Kadına uygulanan şiddetin hiçbir geçerli sebebi yoktur, olamazda.
Bunun adı dayak olur, ağır söz olur, cinsel taciz olur hepsi kadına uygulanan şiddeti içerir. Ve bunu yapanlar kesinlikle kişilik bozukluğu, karakter zayıflığı, aile terbiyesi almamış gibi tüm maddeleri bünyesinde taşır.
Aile içi şiddet, ayrıldıktan sonra şiddet. İş yerinde şiddet, arkadaşlık isteğini kabul etmediği için şiddet. Ne demiştik yukarıda.. Her türlü şiddetin hiçbir haklı sebebi olamaz.
Evlenmek kadar ayrılmakta, dinimizde yeri olan bir unsurdur. Hiç kimse ayrılacağını düşünerek evlilik müessesesi kurmaz.
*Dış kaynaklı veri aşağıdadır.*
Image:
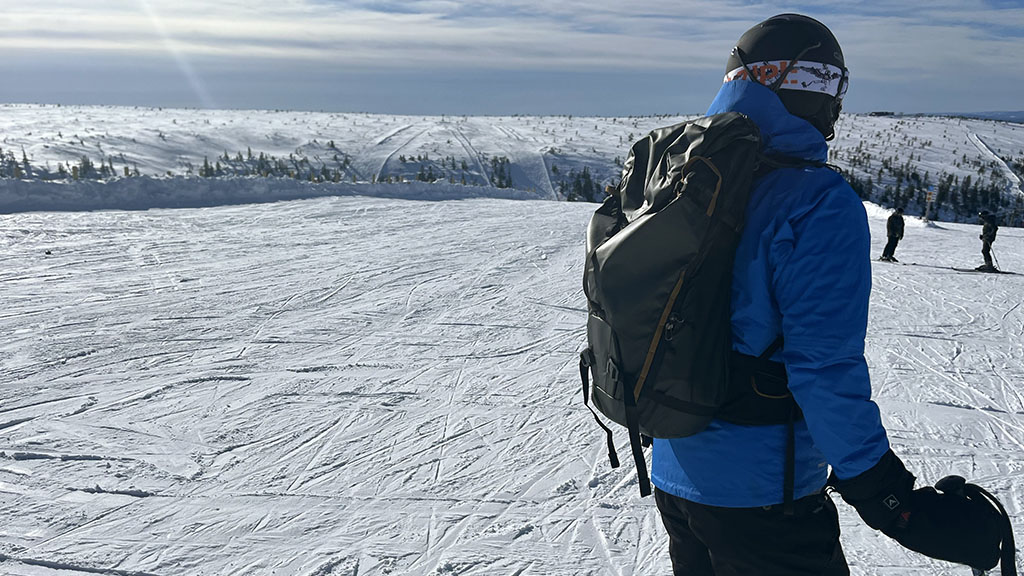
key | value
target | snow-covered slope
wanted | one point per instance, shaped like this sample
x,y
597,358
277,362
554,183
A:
x,y
356,385
544,156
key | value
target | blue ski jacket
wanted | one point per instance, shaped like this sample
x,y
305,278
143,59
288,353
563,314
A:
x,y
803,271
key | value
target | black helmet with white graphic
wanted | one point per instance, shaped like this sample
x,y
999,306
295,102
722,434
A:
x,y
799,58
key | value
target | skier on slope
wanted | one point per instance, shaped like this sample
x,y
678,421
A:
x,y
894,230
802,271
988,230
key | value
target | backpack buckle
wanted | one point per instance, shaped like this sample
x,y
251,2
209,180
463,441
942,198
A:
x,y
587,358
611,370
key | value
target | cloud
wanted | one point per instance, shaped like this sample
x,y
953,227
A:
x,y
909,42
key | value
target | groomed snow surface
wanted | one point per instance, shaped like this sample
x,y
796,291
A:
x,y
356,385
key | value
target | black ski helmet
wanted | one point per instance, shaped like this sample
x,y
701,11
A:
x,y
799,58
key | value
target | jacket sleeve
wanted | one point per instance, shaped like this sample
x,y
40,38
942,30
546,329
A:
x,y
822,281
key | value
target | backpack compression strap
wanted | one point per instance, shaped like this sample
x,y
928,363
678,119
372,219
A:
x,y
586,361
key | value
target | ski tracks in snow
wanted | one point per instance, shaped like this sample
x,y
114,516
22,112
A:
x,y
356,385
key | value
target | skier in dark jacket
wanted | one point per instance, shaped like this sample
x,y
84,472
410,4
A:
x,y
988,229
894,230
732,500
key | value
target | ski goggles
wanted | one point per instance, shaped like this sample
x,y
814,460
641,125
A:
x,y
802,75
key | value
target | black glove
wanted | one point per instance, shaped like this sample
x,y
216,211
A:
x,y
947,526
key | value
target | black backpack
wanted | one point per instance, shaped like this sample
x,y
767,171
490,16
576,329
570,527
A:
x,y
657,280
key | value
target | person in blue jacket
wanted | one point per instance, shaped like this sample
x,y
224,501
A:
x,y
802,272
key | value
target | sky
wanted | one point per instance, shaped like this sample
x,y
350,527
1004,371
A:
x,y
604,57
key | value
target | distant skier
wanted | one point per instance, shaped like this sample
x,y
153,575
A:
x,y
894,229
988,230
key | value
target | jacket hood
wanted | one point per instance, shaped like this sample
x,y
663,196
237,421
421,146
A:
x,y
782,133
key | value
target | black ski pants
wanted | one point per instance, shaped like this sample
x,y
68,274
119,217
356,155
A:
x,y
764,541
890,249
986,251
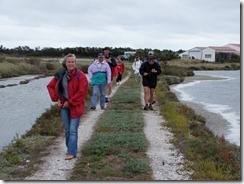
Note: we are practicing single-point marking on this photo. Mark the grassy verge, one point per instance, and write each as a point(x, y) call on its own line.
point(116, 151)
point(213, 158)
point(20, 158)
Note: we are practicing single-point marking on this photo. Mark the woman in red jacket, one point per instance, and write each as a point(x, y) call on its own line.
point(69, 87)
point(120, 67)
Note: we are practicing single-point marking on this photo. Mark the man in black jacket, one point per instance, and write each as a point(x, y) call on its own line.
point(149, 71)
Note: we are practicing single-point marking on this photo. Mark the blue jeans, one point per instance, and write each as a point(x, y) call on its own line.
point(71, 131)
point(102, 89)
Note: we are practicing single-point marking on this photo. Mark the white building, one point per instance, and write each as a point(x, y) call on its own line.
point(184, 55)
point(196, 53)
point(236, 47)
point(211, 53)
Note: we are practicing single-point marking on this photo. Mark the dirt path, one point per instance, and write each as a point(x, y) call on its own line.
point(165, 160)
point(54, 166)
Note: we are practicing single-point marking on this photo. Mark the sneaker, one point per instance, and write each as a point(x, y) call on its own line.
point(146, 107)
point(93, 108)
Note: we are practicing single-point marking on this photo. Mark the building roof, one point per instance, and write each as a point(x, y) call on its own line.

Ayrılık kaçınılmaz olduğunda ise, her türlü olumsuzluklara rağmen yürütmeye çalışmakta, geri kalan hayatın işkenceye dönüşmesi demektir.
Ayrılık vaki olduktan sonra da, geri dönüş için yapılan ve hatta ölümlere varan şiddet uygulanmasının hiçbir lügatta adı yoktur.
Şiddetin hiçbir toplum kesimi tarafından makul karşılanması mümkün değildir ve karşılanamazda. Sadece ne dediğini bilmeyen sözüm ona siyasetçiler, sırf bir şeyler söylemiş olmak için çıkar ortaya, sonucunun nereye varacağını hesap etmeden bir kaç lakırtı eder ve ettiği ile de kalır.
Buraya kadar her şey güzel, anlaşılmayan durum olmadığı gibi herkeste kadına şiddet uygulanmaması hususunda hem fikir.
Lakin yanlış olan bir yer var ki; şiddet uygulayana uygulanacak cezalardır.
Kadını 19 yerinden bıçaklayanı, hapise atmak yerine , aynı şekilde 19 yerinden bıçaklamak daha iyidir.
Kadını kafasına taş ile vurarak ezen birininde başını taşla vurup ezmek gerekir.
Yani kısasa kısas.
Yoksa daha uzun yıllar kadına şiddete hayır nutukları dinlemeye devam ederiz.